Starting in early 2022, following the full-scale Russian invasion of Ukraine, the Czech government under Prime Minister Petr Fiala invested heavily in improving the existing Transalpine pipeline to the Italian port of Trieste.
At the same time, its refineries at Kralupy and Litvínov were adapted for Brent crude. In April 2025, the Czech authorities announced proudly that they were no longer receiving a drop of Russian oil.
Energy experts say that while MOL, the Hungarian oil giant, is quietly changing its technology, what is missing is a political decision from the government to shift to the Adria pipeline from the Croatian port of Omisalj.
There are also disputes between the Croatian company Janaf and MOL – over just how much oil the pipeline could support.
ReutersWhen the pair meet, Trump will urge Orban to show some political will to wean itself off Russian supplies.
But Orban might see that as a hard decision to explain to Hungarian voters. After arguing for years that Hungary cannot survive without Russian oil and gas, he would lose face if it turns out it can.

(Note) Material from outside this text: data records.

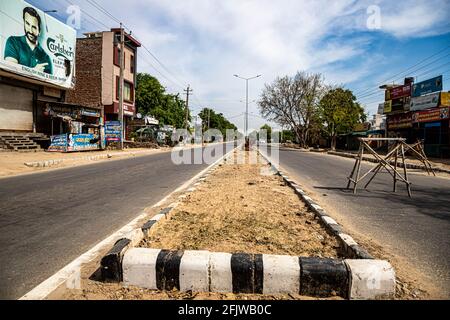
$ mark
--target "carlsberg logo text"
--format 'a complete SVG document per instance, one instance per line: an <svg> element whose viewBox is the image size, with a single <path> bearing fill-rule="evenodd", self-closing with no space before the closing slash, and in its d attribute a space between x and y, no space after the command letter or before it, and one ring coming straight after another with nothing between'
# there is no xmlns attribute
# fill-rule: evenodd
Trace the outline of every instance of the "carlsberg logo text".
<svg viewBox="0 0 450 320"><path fill-rule="evenodd" d="M56 43L55 39L47 39L47 47L51 53L57 57L62 57L68 60L73 60L74 53L72 48L67 48L64 44Z"/></svg>

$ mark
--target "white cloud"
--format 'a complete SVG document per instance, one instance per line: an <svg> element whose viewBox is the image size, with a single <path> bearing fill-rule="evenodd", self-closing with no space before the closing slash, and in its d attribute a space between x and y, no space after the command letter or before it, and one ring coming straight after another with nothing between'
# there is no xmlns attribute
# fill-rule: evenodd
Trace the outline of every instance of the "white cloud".
<svg viewBox="0 0 450 320"><path fill-rule="evenodd" d="M140 63L140 71L154 73L170 91L190 83L194 105L200 100L226 116L244 111L236 101L245 98L245 83L235 73L263 75L250 83L250 100L258 98L264 83L297 70L321 71L333 83L350 83L371 69L348 62L364 55L367 61L382 58L368 51L377 33L404 39L449 31L447 0L127 0L126 10L123 1L97 1L176 74L177 85L146 63ZM373 4L381 8L382 29L376 32L366 27L366 9ZM143 50L140 55L164 72ZM250 111L257 113L256 105ZM238 124L242 127L242 121ZM250 118L250 127L262 124Z"/></svg>

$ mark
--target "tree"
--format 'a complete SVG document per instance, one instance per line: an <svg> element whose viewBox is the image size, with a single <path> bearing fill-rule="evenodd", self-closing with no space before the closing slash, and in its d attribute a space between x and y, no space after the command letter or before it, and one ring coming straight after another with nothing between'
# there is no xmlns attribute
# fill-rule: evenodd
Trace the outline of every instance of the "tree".
<svg viewBox="0 0 450 320"><path fill-rule="evenodd" d="M272 141L272 127L268 124L265 124L261 127L261 130L266 130L267 142L270 143ZM258 135L259 139L259 135Z"/></svg>
<svg viewBox="0 0 450 320"><path fill-rule="evenodd" d="M331 149L336 149L338 134L349 133L356 124L366 121L364 108L356 102L350 90L335 88L320 101L320 117L323 130L331 138Z"/></svg>
<svg viewBox="0 0 450 320"><path fill-rule="evenodd" d="M264 118L289 126L306 148L320 131L319 102L325 92L322 75L298 72L294 77L285 76L266 84L259 109Z"/></svg>
<svg viewBox="0 0 450 320"><path fill-rule="evenodd" d="M184 128L185 106L178 94L167 94L158 79L147 73L137 74L136 107L139 113L155 117L161 125ZM188 119L191 120L190 114Z"/></svg>
<svg viewBox="0 0 450 320"><path fill-rule="evenodd" d="M199 113L199 116L202 119L203 132L208 129L217 129L222 133L222 136L225 137L227 130L237 130L237 127L228 121L222 113L216 113L213 109L204 108Z"/></svg>

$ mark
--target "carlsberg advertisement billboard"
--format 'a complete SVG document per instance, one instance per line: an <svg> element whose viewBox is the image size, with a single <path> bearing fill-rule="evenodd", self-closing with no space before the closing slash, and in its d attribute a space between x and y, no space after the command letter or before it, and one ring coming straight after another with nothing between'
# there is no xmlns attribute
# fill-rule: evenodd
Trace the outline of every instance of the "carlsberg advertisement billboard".
<svg viewBox="0 0 450 320"><path fill-rule="evenodd" d="M76 30L23 0L0 1L0 69L73 88Z"/></svg>

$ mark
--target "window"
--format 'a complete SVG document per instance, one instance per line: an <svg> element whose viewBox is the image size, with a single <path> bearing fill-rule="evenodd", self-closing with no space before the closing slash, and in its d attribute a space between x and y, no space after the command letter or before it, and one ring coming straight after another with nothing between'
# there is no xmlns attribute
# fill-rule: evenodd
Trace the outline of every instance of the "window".
<svg viewBox="0 0 450 320"><path fill-rule="evenodd" d="M114 46L114 64L120 67L120 48L118 46Z"/></svg>
<svg viewBox="0 0 450 320"><path fill-rule="evenodd" d="M133 55L130 58L130 72L134 73L134 56Z"/></svg>
<svg viewBox="0 0 450 320"><path fill-rule="evenodd" d="M116 98L119 100L120 77L116 77L116 84ZM134 102L134 85L126 80L123 83L123 101Z"/></svg>
<svg viewBox="0 0 450 320"><path fill-rule="evenodd" d="M129 82L124 82L123 86L123 100L133 101L133 85Z"/></svg>

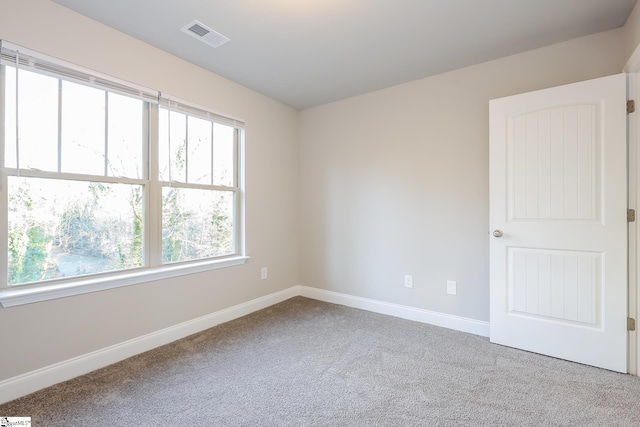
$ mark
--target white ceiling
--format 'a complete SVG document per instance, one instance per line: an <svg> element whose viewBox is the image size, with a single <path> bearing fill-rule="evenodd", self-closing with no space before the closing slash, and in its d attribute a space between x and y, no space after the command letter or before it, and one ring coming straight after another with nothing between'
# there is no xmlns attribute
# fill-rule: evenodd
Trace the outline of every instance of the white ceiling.
<svg viewBox="0 0 640 427"><path fill-rule="evenodd" d="M304 109L624 25L636 0L54 0ZM197 19L229 37L182 33Z"/></svg>

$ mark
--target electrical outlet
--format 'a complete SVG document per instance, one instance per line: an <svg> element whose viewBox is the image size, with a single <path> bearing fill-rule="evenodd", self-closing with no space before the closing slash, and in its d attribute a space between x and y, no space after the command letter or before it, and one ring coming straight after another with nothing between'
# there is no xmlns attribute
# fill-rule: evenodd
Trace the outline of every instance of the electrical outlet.
<svg viewBox="0 0 640 427"><path fill-rule="evenodd" d="M260 278L264 280L267 277L269 277L269 270L267 270L267 267L262 267L262 269L260 269Z"/></svg>
<svg viewBox="0 0 640 427"><path fill-rule="evenodd" d="M410 274L404 275L404 287L413 288L413 276Z"/></svg>
<svg viewBox="0 0 640 427"><path fill-rule="evenodd" d="M456 295L458 292L457 284L453 280L447 280L447 294Z"/></svg>

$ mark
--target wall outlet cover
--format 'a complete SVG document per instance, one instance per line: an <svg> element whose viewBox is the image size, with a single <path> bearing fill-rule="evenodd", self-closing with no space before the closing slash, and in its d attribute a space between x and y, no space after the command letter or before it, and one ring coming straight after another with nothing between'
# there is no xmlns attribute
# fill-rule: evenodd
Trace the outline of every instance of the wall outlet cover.
<svg viewBox="0 0 640 427"><path fill-rule="evenodd" d="M447 280L447 294L456 295L458 293L457 284L453 280Z"/></svg>
<svg viewBox="0 0 640 427"><path fill-rule="evenodd" d="M413 276L410 274L404 275L404 287L413 288Z"/></svg>

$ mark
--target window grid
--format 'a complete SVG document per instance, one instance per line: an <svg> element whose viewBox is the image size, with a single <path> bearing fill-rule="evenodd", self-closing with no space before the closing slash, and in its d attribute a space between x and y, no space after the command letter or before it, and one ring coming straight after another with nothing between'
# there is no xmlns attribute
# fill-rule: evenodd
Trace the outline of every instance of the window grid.
<svg viewBox="0 0 640 427"><path fill-rule="evenodd" d="M214 184L214 181L213 181L214 172L215 172L215 163L214 163L213 156L215 155L215 146L217 142L216 139L214 138L215 136L214 129L216 126L216 122L212 121L210 118L202 118L202 117L194 116L191 114L190 111L185 112L179 108L178 104L174 105L173 103L171 104L167 103L167 107L160 107L159 109L164 110L162 117L166 117L166 119L163 119L163 120L166 120L166 124L163 125L162 123L160 123L160 127L161 128L163 126L167 127L167 141L166 143L163 141L159 141L159 146L166 145L168 147L171 147L171 149L175 150L176 152L183 147L183 152L184 152L184 181L179 181L175 178L179 172L179 169L178 169L179 165L172 165L173 159L171 158L167 159L168 161L167 165L163 165L163 167L166 167L167 170L173 171L169 180L161 180L159 173L156 175L159 179L163 195L166 195L167 197L170 197L170 196L178 197L176 193L179 194L180 190L185 190L186 193L190 192L190 190L205 190L205 191L218 193L220 198L224 198L225 195L230 196L231 205L229 210L231 211L230 216L232 221L232 225L231 225L232 233L230 236L231 241L229 242L228 252L218 254L218 256L224 257L224 256L233 256L233 255L239 254L240 245L238 242L239 242L240 230L239 230L238 224L240 223L238 222L239 216L237 212L240 206L240 203L239 203L240 192L239 192L239 188L237 187L237 178L235 177L237 176L237 173L238 173L237 145L238 145L239 139L237 135L240 133L240 131L237 128L234 128L233 136L232 136L231 163L233 164L233 171L232 171L233 186L216 185ZM195 120L204 120L205 122L209 122L209 126L211 129L210 131L211 139L208 141L208 144L210 145L209 150L211 152L211 161L209 164L210 169L208 171L210 178L208 180L209 183L206 183L206 184L199 183L199 182L192 182L195 179L192 179L189 176L190 162L192 161L190 145L189 145L191 142L190 127L191 125L195 126L194 123L197 123L196 121L191 120L192 118ZM180 121L184 119L184 133L181 135L176 135L177 132L175 131L175 126L171 126L171 123L173 123L174 120L177 120L177 119L179 119ZM224 125L224 126L228 126L228 125ZM175 148L175 147L178 147L178 148ZM180 172L180 177L182 177L182 172ZM161 209L164 209L164 206L161 207ZM163 228L163 232L165 231L167 230ZM179 261L183 261L183 262L191 261L191 259L189 259L188 257L185 259L180 259L176 261L173 259L173 257L168 256L164 252L162 254L162 259L163 259L163 264L171 264L173 262L179 262Z"/></svg>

Matt Whitaker, US ambassador to Nato, said in a Fox News interview last week that Hungary had still “not made any active steps” to end its dependence on Russian oil.
“There’s a lot of planning our friends in Hungary will have to do,” he said, and promised US help to Hungary and Croatia to make it happen.
As the seagull flies, Omisalj is only 44 miles (70km) from Trieste. Seaborne oil from Kazakhstan, Libya, Azerbaijan, the US and Iraq could soon be flowing through the Adria pipeline to Hungary too.
Despite Orban’s dire warnings of price hikes, there is no data – so far at least – to suggest that Czech consumers have to pay more.
There is nothing his old friend Donald Trump likes more than striking a deal.
Orban is about to find out how persuasive the US president can be.